Wow.  It felt really good to vent all that.

Friday, August 26, 2011

Blog #3 - Thurber's "University Days"

I once took a class from a professor that didn't teach material correctly.  This was a beginning level health care course and I had already learned a great deal in that field having completed my EMT-Basic and Intermediate beforehand.  We were about a month into class when one day we had a lecture about aspiration and the unfortunate consequences.  Well, I have a big mouth sometimes.  This professor rattled off some information to the students that was not correct.  I raised my hand and corrected him.  I can still remember the other students looking at me with their mouths handing wide open.  I didn't see the alarm like they did.  The professor said, "Well... I will look it up after class and a correction will be made during the next class if need be."  Let me just say.. need be.  That was not the only time it happened too.  I ended up correcting him three times before that class was over.  I can also say that I did not learn much and felt like my time and money was wasted.
Oh.. the other students were in shock because he was a dean... is a dean.  I didn't know that at the time.   Of course, I found out the hard way.  He ended up needing to enroll me in classes two semesters later.  We both acted like we did't remember that semester, but I know better.  I sometimes wonder when I tell that story to others feeling jaded by this university, would I have spoken up if I had known who this person was?  YES! 

And, as it turns out, I did a similar thing just recently.  I voiced a opinion in opposition with the one person who could approve my major.  I sure know how to really plant my foot in my mouth.  The good thing is and was, both these fine persons knew what professionalism is.  I guess I am just not the type of person that can stand around while things aren't being done right. 

The subject that keeps me up at night right now, Physics.  I know there will be nightmare to come.

Blog #2 over Didion's "On Keeping a Notebook"
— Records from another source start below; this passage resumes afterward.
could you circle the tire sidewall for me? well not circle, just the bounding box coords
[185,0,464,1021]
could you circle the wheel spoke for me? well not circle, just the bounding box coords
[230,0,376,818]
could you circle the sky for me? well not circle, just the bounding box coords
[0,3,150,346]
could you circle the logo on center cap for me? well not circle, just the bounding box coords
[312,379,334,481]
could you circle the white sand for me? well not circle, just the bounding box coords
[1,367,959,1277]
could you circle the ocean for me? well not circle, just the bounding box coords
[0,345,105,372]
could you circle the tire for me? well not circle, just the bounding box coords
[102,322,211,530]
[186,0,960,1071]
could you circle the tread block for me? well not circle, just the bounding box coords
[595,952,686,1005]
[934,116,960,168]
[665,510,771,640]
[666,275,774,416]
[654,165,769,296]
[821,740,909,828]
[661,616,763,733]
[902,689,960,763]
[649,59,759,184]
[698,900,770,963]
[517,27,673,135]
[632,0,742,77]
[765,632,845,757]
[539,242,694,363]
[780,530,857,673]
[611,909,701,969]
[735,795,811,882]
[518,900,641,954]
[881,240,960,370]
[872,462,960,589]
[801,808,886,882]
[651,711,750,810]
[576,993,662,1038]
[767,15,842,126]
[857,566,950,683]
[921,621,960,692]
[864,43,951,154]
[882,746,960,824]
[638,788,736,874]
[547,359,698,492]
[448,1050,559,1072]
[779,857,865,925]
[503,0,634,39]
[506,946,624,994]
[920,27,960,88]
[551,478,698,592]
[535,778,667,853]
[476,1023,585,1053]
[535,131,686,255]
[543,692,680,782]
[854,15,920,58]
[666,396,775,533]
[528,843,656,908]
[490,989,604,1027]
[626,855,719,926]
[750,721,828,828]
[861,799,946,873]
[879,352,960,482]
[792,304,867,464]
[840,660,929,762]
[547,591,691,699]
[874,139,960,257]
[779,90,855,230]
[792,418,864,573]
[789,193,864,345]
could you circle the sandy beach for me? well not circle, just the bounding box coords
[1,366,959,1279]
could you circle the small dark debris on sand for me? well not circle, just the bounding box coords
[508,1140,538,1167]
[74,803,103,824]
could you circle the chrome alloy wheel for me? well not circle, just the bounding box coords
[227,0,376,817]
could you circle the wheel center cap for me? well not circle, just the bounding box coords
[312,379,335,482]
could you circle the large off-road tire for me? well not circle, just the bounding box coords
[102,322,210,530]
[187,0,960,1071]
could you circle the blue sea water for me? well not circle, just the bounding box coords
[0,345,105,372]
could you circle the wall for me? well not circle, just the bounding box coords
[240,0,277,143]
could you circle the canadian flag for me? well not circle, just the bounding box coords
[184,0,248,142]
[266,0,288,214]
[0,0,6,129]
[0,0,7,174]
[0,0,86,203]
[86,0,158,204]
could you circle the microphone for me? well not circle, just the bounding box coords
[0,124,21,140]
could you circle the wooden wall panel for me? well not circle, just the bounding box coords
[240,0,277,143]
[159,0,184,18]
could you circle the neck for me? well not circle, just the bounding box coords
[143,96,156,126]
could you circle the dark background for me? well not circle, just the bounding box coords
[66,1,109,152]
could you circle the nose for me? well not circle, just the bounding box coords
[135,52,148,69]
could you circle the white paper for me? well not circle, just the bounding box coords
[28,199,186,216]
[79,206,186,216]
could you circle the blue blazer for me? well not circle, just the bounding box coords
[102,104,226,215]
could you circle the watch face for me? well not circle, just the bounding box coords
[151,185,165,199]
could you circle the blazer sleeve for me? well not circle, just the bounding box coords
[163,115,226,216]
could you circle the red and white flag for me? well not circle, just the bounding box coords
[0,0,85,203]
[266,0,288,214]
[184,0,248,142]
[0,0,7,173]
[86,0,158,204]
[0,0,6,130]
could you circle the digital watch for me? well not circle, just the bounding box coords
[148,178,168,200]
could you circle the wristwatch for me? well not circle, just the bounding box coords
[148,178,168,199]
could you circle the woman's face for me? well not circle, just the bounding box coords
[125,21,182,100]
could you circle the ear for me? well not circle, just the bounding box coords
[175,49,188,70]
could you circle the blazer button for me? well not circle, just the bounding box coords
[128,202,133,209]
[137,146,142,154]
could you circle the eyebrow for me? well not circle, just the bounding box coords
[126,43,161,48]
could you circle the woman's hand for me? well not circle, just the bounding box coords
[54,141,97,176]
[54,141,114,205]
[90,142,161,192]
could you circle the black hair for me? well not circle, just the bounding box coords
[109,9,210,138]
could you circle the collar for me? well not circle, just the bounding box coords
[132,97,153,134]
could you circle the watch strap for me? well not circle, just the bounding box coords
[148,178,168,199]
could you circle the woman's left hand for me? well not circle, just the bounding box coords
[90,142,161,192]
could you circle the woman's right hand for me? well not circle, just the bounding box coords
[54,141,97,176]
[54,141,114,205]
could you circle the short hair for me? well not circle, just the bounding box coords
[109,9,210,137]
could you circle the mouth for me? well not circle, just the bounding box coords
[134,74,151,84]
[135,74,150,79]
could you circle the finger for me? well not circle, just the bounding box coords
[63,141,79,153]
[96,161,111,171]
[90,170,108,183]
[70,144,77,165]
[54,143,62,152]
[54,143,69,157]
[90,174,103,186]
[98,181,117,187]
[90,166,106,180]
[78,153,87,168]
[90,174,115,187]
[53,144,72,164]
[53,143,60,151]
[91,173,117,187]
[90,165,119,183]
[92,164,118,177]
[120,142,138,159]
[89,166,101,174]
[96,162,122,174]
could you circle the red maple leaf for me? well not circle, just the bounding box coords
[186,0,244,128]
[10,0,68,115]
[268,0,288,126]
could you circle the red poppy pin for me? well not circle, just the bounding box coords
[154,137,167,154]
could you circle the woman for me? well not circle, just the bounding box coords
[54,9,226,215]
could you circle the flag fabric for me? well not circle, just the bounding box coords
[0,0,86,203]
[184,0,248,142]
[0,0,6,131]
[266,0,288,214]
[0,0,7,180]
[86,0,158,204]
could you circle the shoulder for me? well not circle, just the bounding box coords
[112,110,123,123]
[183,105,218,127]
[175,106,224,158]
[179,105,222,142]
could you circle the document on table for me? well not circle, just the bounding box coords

From time to time in my life, I have felt the need to write in a journal.  While sitting here thinging about the reason why, I believe it was because I had voids in my life that needed to be filled.  There were times when I did not have that person to listen to what I had to say or needed to say.  Maybe I needed to vent about something that I was going through at the time, but didn't have that outlet.
I do not believe it is exercise in narcissism.  Although I am sure there are many other whom just like to hear themselves.
I do utilize other forms of media to communicate things that one may write in a notebook.  Sometimes I recite a great quote on facebook.  Other times I use it to vent a complaint about some stupid person that cannot drive correctly in my eyes.  The main purpose for my use of this social network, however, is to keep up with my extended family that is spread out all over these states.
Sometimes I wish people would just pick up a notebook rather than spilling out on these social networks.  I do not need to know all their personal life stories nor do I really care.  Does that make me seem like a rude person?  I am not a fan of their drama. 
Recording our daily lives this way is the same and is different.  You can always go back and look in a notebook to see what you have written over the years..or whatever.  How do we know what we write today on these will be there in the future?  It's also different because we are exposing ourselves to comments and criticism whereas just journaling would keep things more private.
I sometimes wonder about what I'll remember when I am old and grey.  I always take a lot of photos of my three children and joke that this is how I will remember when they all grow up and leave me.  Should I be keeping a notebook of all the happenings during their childhoods? 
I do agree with her opinion about those children who feel the need to write down everything..that they are more lonely than others that embrace life every second.